There are former public service workers in rural areas and other private businessmen who consider political elective office as being the preserve of the less educated.
Their demotivation to join civic leadership is the low calibre of many candidates who engage in political debate without researched facts.
The preoccupation of many politicians has been insults at the expense of political ideologies and developmental plans for their ward or constituency often blamed on insufficient formal schooling.
Because of this scenario many educated individuals to recoil into a cocoon and rarely participate in civic or political debates.
But those are the people that the less educated ‘hire’ as secretaries of committees when they want development proposals to be submitted to the council.

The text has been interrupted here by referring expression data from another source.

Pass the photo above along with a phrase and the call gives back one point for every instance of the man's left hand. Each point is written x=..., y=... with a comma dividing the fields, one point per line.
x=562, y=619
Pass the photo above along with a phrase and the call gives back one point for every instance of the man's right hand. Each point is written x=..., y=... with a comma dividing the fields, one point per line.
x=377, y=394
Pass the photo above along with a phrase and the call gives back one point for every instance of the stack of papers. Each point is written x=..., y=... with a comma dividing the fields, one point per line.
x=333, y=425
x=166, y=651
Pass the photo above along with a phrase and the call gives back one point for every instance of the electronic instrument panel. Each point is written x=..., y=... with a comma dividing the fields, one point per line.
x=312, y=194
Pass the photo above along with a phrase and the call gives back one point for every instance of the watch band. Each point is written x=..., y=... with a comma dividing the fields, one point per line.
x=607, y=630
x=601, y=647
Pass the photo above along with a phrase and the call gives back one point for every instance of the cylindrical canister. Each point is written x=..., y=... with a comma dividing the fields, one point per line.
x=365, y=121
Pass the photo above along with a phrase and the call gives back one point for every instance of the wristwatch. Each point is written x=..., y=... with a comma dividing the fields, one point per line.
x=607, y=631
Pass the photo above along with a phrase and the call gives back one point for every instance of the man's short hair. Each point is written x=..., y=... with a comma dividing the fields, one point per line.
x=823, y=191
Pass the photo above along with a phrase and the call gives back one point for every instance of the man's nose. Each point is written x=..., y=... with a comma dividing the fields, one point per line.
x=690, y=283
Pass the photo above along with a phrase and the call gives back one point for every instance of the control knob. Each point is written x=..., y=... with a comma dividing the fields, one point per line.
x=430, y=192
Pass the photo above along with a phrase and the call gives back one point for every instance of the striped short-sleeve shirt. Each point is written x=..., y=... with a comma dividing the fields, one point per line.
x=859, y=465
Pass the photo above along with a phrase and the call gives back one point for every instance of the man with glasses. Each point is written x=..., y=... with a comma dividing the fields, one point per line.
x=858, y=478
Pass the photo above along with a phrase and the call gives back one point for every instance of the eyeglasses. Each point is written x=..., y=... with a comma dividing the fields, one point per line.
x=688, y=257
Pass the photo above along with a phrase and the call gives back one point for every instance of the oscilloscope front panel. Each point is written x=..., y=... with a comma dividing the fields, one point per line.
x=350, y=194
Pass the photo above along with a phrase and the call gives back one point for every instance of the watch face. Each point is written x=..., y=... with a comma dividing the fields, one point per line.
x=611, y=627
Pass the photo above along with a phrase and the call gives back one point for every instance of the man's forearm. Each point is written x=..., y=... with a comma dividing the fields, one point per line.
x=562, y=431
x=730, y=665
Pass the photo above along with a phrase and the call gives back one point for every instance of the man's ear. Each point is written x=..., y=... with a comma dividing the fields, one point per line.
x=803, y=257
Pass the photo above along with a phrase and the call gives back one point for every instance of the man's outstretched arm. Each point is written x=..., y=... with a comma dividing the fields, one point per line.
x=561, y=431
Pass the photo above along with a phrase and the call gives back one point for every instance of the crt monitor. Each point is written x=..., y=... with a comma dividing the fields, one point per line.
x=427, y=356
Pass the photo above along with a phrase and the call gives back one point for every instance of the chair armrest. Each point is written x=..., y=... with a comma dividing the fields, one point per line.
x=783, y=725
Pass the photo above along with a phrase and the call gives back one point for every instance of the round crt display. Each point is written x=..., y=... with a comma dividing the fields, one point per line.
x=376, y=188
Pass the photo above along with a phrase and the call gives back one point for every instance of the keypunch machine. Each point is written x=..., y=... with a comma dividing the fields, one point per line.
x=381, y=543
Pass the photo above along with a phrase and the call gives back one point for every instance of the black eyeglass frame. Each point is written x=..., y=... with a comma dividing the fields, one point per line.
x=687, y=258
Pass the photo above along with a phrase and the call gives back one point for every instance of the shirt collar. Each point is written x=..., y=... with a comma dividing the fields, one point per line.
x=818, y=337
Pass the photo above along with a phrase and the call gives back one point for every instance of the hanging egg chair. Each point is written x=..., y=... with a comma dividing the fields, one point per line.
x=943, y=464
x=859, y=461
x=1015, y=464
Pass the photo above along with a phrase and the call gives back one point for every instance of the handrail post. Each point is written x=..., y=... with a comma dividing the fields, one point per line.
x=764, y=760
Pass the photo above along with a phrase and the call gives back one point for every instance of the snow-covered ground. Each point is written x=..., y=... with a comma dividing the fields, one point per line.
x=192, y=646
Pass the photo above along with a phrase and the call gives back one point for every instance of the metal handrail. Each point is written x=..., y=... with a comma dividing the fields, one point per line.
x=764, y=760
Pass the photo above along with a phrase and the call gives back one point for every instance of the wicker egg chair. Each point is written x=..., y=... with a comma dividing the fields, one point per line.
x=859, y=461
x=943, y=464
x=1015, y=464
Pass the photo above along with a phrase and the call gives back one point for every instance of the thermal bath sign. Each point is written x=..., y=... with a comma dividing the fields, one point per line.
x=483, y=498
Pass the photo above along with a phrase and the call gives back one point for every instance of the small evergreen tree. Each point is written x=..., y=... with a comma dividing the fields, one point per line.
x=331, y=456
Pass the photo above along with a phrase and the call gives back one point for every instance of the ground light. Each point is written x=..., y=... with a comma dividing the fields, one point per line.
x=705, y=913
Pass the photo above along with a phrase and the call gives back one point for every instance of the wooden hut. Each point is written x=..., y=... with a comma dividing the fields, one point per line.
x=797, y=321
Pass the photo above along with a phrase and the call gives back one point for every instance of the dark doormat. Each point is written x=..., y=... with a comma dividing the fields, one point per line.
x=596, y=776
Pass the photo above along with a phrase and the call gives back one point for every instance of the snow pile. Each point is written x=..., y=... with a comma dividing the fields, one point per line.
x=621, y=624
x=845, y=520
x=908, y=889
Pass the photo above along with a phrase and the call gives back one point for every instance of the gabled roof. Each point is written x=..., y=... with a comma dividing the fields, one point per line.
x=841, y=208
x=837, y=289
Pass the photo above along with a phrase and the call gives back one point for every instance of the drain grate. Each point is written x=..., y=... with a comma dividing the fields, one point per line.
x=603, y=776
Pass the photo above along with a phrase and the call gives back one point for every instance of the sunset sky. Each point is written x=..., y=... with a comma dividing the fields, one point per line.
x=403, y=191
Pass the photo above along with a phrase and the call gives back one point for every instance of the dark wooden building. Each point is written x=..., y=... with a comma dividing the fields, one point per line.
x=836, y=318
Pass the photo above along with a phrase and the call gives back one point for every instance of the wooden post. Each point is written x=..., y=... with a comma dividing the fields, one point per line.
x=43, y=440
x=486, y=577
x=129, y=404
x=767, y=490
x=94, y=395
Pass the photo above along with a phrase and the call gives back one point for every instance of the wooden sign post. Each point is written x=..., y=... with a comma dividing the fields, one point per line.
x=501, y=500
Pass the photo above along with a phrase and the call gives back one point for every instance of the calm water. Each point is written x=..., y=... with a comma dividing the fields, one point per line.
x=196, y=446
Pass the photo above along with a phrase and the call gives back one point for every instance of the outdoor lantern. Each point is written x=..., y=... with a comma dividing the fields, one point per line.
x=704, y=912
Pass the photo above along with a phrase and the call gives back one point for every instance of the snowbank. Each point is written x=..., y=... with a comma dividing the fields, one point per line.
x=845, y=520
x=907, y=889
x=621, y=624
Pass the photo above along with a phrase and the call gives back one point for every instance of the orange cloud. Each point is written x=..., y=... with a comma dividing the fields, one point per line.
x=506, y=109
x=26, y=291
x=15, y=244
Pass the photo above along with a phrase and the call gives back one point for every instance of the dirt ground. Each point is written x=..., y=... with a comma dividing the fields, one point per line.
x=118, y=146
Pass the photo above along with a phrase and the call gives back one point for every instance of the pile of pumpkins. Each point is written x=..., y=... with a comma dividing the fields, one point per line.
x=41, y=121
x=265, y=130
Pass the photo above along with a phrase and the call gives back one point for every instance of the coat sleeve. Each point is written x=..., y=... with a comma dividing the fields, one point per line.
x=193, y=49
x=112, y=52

We know education does not make an individual wise, but attracting the wise to education would go a long way in ensuring that elective offices had the required manpower.
Our view is that Zambians should test the new laws before any amendments can be considered for review.
Political parties should not be lazy in their quest to attract reasonably qualified candidates who can understand political development.
It is important that political parties become proactive and invite the best brains that they can attract to meet the required nomination qualifications for elective positions.
This will motivate school going children in rural areas to aspire to at least possess a Grade 12 qualification.